Co-defendant Emil Revesz admitted that he was one of the conspirators who installed skimmers and pinhole cameras at bank ATMs in order to steal thousands of customer bank account numbers and PIN codes in 2012 and early 2013.

(The electronic devices collected identity and account information from the ATM card’s magnetic strip, while the pinhole camera secretly recorded customers’ keystrokes as they entered their PINs.)

Crew members used the stolen data to create thousands of fraudulent ATM cards, which they used to withdraw cash from the accounts of thousands of customers at Wells Fargo, Citibank, and TD Bank branches throughout New Jersey, New York and Connecticut.

The victimized banks included the Citibank branch on Engle Street in Englewood.

Crew members used hats, jackets, scarves and sunglasses to disguise themselves while installing the devices and while using the cards to withdraw money, the government said.

Fishman said Vintilla and others stored the contents of an entire skimming operation, including skimming devices, pinhole cameras, super glue, tape, SD cards, batteries, computers, molds, fraudulent ATM cards, and cash proceeds, in various self-storage unites.

Co-defendants Marius Cortiga and Constantin Ginga admitted that they and others stole approximately $985,000 from Citibank ATMs in New Jersey, New York and Connecticut.

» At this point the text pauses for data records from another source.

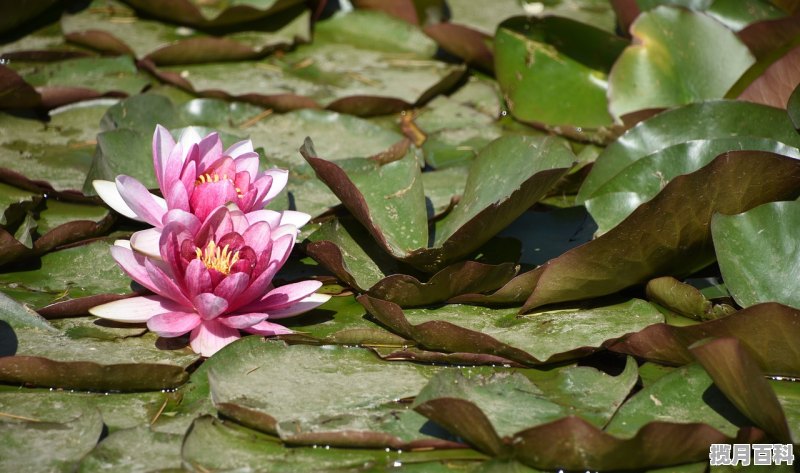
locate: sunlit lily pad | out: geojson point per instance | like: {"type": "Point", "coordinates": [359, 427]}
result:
{"type": "Point", "coordinates": [675, 60]}
{"type": "Point", "coordinates": [49, 446]}
{"type": "Point", "coordinates": [360, 409]}
{"type": "Point", "coordinates": [756, 258]}
{"type": "Point", "coordinates": [533, 338]}
{"type": "Point", "coordinates": [767, 331]}
{"type": "Point", "coordinates": [113, 27]}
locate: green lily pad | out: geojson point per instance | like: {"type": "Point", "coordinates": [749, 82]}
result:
{"type": "Point", "coordinates": [249, 449]}
{"type": "Point", "coordinates": [359, 409]}
{"type": "Point", "coordinates": [136, 449]}
{"type": "Point", "coordinates": [619, 197]}
{"type": "Point", "coordinates": [113, 27]}
{"type": "Point", "coordinates": [766, 330]}
{"type": "Point", "coordinates": [686, 395]}
{"type": "Point", "coordinates": [554, 73]}
{"type": "Point", "coordinates": [58, 153]}
{"type": "Point", "coordinates": [214, 15]}
{"type": "Point", "coordinates": [675, 60]}
{"type": "Point", "coordinates": [530, 339]}
{"type": "Point", "coordinates": [482, 212]}
{"type": "Point", "coordinates": [120, 411]}
{"type": "Point", "coordinates": [340, 321]}
{"type": "Point", "coordinates": [78, 79]}
{"type": "Point", "coordinates": [672, 234]}
{"type": "Point", "coordinates": [737, 375]}
{"type": "Point", "coordinates": [69, 273]}
{"type": "Point", "coordinates": [700, 124]}
{"type": "Point", "coordinates": [755, 256]}
{"type": "Point", "coordinates": [49, 446]}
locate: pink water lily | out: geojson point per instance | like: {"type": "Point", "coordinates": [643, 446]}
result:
{"type": "Point", "coordinates": [213, 279]}
{"type": "Point", "coordinates": [196, 176]}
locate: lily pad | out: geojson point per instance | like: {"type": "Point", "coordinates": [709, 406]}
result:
{"type": "Point", "coordinates": [481, 213]}
{"type": "Point", "coordinates": [213, 15]}
{"type": "Point", "coordinates": [70, 273]}
{"type": "Point", "coordinates": [49, 446]}
{"type": "Point", "coordinates": [686, 395]}
{"type": "Point", "coordinates": [675, 60]}
{"type": "Point", "coordinates": [698, 123]}
{"type": "Point", "coordinates": [756, 258]}
{"type": "Point", "coordinates": [360, 409]}
{"type": "Point", "coordinates": [554, 72]}
{"type": "Point", "coordinates": [58, 153]}
{"type": "Point", "coordinates": [74, 80]}
{"type": "Point", "coordinates": [765, 330]}
{"type": "Point", "coordinates": [672, 234]}
{"type": "Point", "coordinates": [120, 411]}
{"type": "Point", "coordinates": [531, 339]}
{"type": "Point", "coordinates": [135, 449]}
{"type": "Point", "coordinates": [113, 27]}
{"type": "Point", "coordinates": [253, 450]}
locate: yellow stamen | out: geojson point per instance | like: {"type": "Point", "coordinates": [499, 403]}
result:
{"type": "Point", "coordinates": [217, 258]}
{"type": "Point", "coordinates": [205, 178]}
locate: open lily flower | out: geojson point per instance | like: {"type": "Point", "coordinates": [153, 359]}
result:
{"type": "Point", "coordinates": [214, 278]}
{"type": "Point", "coordinates": [196, 176]}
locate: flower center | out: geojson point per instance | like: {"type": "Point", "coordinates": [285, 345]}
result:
{"type": "Point", "coordinates": [205, 178]}
{"type": "Point", "coordinates": [217, 258]}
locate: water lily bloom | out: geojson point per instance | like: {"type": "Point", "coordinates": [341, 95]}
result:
{"type": "Point", "coordinates": [196, 176]}
{"type": "Point", "coordinates": [214, 278]}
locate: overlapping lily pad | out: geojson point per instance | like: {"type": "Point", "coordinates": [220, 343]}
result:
{"type": "Point", "coordinates": [360, 409]}
{"type": "Point", "coordinates": [113, 27]}
{"type": "Point", "coordinates": [675, 61]}
{"type": "Point", "coordinates": [483, 210]}
{"type": "Point", "coordinates": [74, 80]}
{"type": "Point", "coordinates": [767, 331]}
{"type": "Point", "coordinates": [554, 71]}
{"type": "Point", "coordinates": [671, 234]}
{"type": "Point", "coordinates": [532, 339]}
{"type": "Point", "coordinates": [756, 258]}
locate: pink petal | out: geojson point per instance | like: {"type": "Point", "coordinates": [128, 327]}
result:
{"type": "Point", "coordinates": [162, 148]}
{"type": "Point", "coordinates": [292, 217]}
{"type": "Point", "coordinates": [272, 217]}
{"type": "Point", "coordinates": [165, 285]}
{"type": "Point", "coordinates": [210, 152]}
{"type": "Point", "coordinates": [146, 242]}
{"type": "Point", "coordinates": [173, 324]}
{"type": "Point", "coordinates": [247, 162]}
{"type": "Point", "coordinates": [257, 236]}
{"type": "Point", "coordinates": [233, 285]}
{"type": "Point", "coordinates": [279, 179]}
{"type": "Point", "coordinates": [238, 149]}
{"type": "Point", "coordinates": [147, 206]}
{"type": "Point", "coordinates": [283, 296]}
{"type": "Point", "coordinates": [303, 305]}
{"type": "Point", "coordinates": [107, 191]}
{"type": "Point", "coordinates": [177, 198]}
{"type": "Point", "coordinates": [242, 321]}
{"type": "Point", "coordinates": [211, 336]}
{"type": "Point", "coordinates": [135, 309]}
{"type": "Point", "coordinates": [197, 279]}
{"type": "Point", "coordinates": [187, 220]}
{"type": "Point", "coordinates": [268, 329]}
{"type": "Point", "coordinates": [133, 266]}
{"type": "Point", "coordinates": [209, 305]}
{"type": "Point", "coordinates": [211, 195]}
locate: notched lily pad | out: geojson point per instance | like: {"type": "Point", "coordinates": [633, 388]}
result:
{"type": "Point", "coordinates": [768, 331]}
{"type": "Point", "coordinates": [350, 397]}
{"type": "Point", "coordinates": [545, 337]}
{"type": "Point", "coordinates": [482, 212]}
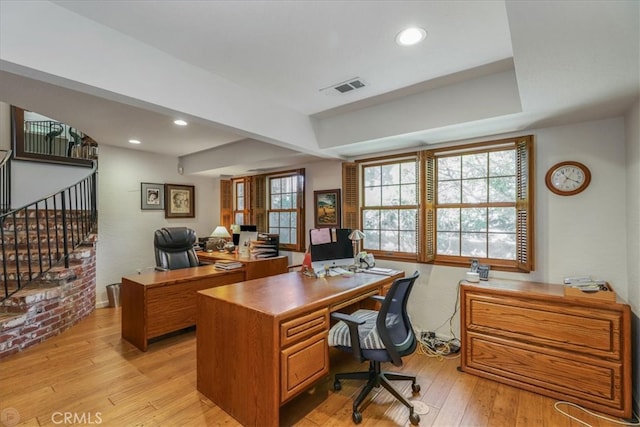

Various other crew members also admitted their roles in the operation.

Fishman praised special agents of the U.S. Secret Service’s Newark Field Office, along with special agents of Immigration and Customs Enforcement, Homeland Security Investigations (HSI) in Newark. He also thanked Englewood police for their assistance.

Handling the case for the government are Assistant U.S. Attorneys Rahul Agarwal and David Eskew of Fishman’s Criminal Division in Newark.